Barbara Bursztynowicz broni pary nr 7. "Mają prawo do wyrażania uczuć"

swiatseriali.interia.pl 3 tygodni temu
Zdjęcie: INTERIA.PL


Choć Agnieszka Kaczorowska i Marcin Rogacewicz odpadli z "Tańca z Gwiazdami", ich pożegnanie z programem wciąż budzi ogromne emocje. Barbara Bursztynowicz skomentowała zaskakujący werdykt, a także odniosła się do relacji aktorskiej pary.


Para numer 7 już choćby przed startem kolejnej edycji "Tańca z Gwiazdami" rozpalała emocje wśród widzów. Z każdym kolejnym odcinkiem obserwujemy jak uczucie między Agnieszką Kaczorowską i Marcinem Rogacewiczem kwitnie, a duet coraz bardziej otwiera się na temat swoich uczuć.
Jednak ostatni odcinek nie był dla pary zbyt szczęśliwy, a emocje dały o sobie znać w mowie pożegnalnej Agnieszki Kaczorowskiej, która zwróciła się do widzów oraz osób, które negatywnie komentowały występy oraz relację aktorów. Reklama


"Jestem z nas dumna, przetrwaliśmy. (...) Możemy schować się wreszcie przed całym tym hejtem, którego doświadczaliśmy i który bardzo bolał. Ludzie, bądźcie dla siebie dobrzy, życzliwi. Mówcie dobrze o innych, a nie źle, zwłaszcza iż nie macie o nas zielonego pojęcia" - stwierdziła na koniec Agnieszka Kaczorowska. Emocje długo nie opadły i produkcja zdecydowała się na odwołanie wcześniej zapowiadanej rozmowy na żywo z uczestnikami, która adekwatnie jest już tradycją show.

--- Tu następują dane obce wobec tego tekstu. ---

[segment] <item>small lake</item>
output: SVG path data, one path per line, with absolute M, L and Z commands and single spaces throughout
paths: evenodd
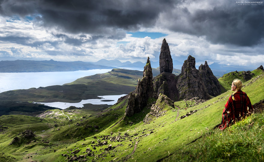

"Taniec z Gwiazdami": Barbara Bursztynowicz komentuje


Niedługo po zakończeniu odcinka Iwona Pavlović zabrała głos w sprawie, nie kryjąc, iż jest jej żal. Zdaniem jurorki była to para, która dzięki ogromnym umiejętnościom bez problemu mogłaby znaleźć się w finale.
"Wyjątkowo mi smutno, bo to była para, która mogła być w finale. Ale smutno mi jeszcze bardziej po słowach Agnieszki, ponieważ tak chyba emocje były przepełnione w niej takiego żalu i smutku" - powiedziała jurorka w rozmowie z Pomponikiem.
Głos zabrała także Barbara Bursztynowicz, która wciąż pozostaje w programie.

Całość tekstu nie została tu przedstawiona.